She loved him when her feelings were still raw. Summer was hot and hazy and breathtaking, and the road seemed to go on forever. Intensity was rising higher than she’d ever expected life to take her. He gave her so much love that soon, she was also pouring love into other people. He didn’t mind.

‘Beautiful things are meant to be shared,’ he told her.
She continued his smile. Their trades were always fair — one gave love, the other joy. 
She was joy.

By now she knew that warmth only lasts as long as summer, that summer was over and so was the way she used to feel about things.

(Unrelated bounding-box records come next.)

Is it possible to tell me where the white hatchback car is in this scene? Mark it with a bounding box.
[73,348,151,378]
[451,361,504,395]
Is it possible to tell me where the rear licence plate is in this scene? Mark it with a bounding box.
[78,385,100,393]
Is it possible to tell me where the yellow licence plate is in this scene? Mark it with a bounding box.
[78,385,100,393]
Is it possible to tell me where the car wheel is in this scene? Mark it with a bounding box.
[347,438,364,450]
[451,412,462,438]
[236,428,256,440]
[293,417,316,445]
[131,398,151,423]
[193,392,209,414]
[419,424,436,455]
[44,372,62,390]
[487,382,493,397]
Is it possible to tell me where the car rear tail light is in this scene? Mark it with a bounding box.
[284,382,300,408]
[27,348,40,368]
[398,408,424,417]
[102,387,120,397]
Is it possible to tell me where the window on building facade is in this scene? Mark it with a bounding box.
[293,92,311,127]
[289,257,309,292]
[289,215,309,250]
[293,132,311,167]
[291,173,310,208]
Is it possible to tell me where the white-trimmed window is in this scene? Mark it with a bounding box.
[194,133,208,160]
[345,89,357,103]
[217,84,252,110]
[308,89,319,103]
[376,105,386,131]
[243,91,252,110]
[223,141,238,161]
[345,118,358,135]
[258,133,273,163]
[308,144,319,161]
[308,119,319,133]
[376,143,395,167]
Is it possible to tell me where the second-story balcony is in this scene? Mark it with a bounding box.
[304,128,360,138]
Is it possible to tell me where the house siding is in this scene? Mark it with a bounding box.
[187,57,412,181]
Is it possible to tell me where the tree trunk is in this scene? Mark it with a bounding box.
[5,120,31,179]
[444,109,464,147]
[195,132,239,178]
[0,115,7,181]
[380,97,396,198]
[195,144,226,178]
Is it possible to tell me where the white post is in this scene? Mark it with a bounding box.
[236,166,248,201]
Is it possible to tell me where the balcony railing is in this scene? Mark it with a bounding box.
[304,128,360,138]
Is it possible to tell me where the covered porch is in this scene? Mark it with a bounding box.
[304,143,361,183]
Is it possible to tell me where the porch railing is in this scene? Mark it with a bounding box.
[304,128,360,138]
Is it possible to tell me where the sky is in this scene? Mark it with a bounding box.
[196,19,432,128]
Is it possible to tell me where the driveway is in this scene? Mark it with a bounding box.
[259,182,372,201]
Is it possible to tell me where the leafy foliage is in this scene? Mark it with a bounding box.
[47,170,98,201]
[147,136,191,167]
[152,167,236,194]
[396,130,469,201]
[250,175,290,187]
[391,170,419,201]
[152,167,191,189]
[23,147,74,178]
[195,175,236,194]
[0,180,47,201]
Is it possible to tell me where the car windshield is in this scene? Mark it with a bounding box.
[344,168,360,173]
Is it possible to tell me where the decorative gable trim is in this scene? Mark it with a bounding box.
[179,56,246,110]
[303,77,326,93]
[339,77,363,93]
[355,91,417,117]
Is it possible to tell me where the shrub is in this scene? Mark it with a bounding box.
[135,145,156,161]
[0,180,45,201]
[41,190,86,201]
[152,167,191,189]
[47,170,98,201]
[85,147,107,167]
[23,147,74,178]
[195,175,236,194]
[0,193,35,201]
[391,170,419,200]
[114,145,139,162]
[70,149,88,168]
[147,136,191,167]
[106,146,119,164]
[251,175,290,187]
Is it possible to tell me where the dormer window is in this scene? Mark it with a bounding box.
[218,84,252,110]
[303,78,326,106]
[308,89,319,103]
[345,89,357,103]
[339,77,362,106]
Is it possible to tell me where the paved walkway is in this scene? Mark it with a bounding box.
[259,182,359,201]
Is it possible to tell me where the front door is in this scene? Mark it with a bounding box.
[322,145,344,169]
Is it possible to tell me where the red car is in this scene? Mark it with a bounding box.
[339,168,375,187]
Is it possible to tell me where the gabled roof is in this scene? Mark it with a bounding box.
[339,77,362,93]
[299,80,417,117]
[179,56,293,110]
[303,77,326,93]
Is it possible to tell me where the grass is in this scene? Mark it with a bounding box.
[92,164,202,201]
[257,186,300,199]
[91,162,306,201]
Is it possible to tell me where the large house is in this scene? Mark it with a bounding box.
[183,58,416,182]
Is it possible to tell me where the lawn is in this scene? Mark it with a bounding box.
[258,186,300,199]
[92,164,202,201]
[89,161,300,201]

She was going to be more careful this time. More careful with the yeah-buts, the what-ifs, the not-nows. When she first used them, she was a child. She didn’t know a wrong move could end the game, because people always told her that the right thing to do was what she felt, so she did it. Then everything felt wrong.

She’d been telling herself for a while that things didn’t have to be how they were, but how she saw them. But her vision changed with the end of summer too. Bright reds turned into dark shades of autumn, blending together in a sadness that she could not pick the happy pieces out of. Let it be, she sighed to herself and embraced her new-found sad place.

In the summer, there were only love, laughter and confusion. Now, things have settled and the confusion was gone. Together with it, though, so were the other two.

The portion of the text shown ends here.